La situación en Cuba ha alcanzado niveles críticos desde inicios de 2024, marcada por el colapso de sus centrales termoeléctricas y la incapacidad financiera para importar hidrocarburos. Díaz-Canel reconoció que existe una “paralización” que golpea al transporte, los servicios vitales y la industria manufacturera por la falta absoluta de combustible.

Ayuda humanitaria traída por la flotilla Nuestra América desde México se descarga en La Habana. Foto:AFP

Si bien el mandatario atribuyó gran parte de la escasez de «lo más imprescindible para la vida» a las sanciones impuestas por Estados Unidos, también admitió de forma inusual la existencia de “errores propios” en el modelo de construcción social de la isla. No obstante, rechazó las etiquetas de «Estado fallido» que provienen del exterior, asegurando que Cuba es un «Estado amenazado que no se rinde».
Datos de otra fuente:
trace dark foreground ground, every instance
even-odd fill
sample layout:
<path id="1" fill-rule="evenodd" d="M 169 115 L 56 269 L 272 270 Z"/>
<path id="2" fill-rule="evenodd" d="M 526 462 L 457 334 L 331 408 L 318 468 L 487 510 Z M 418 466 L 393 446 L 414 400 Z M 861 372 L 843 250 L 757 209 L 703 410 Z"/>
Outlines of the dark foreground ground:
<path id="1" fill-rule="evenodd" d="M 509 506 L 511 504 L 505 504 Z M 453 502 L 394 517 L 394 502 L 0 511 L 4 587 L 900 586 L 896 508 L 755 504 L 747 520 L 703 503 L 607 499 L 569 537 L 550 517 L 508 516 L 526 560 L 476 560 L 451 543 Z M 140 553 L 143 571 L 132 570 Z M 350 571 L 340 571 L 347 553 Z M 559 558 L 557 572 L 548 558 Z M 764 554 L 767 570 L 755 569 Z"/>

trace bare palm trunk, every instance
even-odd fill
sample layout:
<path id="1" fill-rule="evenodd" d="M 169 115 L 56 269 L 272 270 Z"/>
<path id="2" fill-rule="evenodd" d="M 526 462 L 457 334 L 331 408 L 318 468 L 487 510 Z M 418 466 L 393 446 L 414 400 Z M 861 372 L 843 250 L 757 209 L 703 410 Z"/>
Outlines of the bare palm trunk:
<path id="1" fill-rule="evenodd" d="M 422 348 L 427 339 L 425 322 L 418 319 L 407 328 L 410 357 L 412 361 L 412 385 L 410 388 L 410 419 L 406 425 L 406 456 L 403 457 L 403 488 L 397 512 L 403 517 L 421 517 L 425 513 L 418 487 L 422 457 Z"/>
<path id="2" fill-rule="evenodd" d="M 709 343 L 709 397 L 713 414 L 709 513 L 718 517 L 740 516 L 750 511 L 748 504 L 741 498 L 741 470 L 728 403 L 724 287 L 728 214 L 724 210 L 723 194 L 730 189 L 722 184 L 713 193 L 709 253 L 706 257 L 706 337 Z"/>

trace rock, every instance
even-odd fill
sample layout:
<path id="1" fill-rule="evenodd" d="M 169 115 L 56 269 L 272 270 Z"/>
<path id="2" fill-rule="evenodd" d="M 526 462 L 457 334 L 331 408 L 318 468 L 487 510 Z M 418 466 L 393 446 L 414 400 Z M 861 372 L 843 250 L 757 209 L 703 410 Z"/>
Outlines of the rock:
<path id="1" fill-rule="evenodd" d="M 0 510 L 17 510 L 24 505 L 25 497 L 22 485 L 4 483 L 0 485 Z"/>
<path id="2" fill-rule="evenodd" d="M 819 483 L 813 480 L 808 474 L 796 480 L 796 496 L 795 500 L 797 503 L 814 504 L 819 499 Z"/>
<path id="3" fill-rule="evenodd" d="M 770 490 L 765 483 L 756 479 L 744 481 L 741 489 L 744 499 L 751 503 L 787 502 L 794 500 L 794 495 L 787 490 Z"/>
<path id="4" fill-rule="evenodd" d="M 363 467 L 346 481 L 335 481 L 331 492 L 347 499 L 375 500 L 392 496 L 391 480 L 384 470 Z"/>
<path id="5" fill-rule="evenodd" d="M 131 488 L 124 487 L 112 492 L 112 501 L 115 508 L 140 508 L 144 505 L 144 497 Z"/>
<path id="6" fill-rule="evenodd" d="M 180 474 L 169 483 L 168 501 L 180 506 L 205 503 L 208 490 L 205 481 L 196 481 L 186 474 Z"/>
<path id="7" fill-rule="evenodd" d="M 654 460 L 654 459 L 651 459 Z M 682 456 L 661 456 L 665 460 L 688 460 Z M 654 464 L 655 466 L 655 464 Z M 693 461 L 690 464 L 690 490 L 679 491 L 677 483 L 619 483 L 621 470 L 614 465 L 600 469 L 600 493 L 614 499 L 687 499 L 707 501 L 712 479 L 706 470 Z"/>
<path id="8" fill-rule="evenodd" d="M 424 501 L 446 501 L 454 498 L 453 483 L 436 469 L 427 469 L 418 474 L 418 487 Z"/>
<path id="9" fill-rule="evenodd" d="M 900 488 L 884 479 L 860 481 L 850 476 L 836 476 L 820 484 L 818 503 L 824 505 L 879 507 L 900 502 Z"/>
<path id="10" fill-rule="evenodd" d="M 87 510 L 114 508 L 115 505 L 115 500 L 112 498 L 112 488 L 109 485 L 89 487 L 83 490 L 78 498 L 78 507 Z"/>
Tensiones militares y advertencias de Donald Trump

El reconocimiento de la crisis interna coincide con un aumento de la tensión retórica con Washington. Díaz-Canel alertó sobre la posibilidad real de una «agresión militar» estadounidense y llamó a la población a estar preparada para un eventual conflicto armado. “No la queremos (la guerra), pero es nuestro deber prepararnos para evitarla y, si fuera inevitable, ganarla”, sentenció.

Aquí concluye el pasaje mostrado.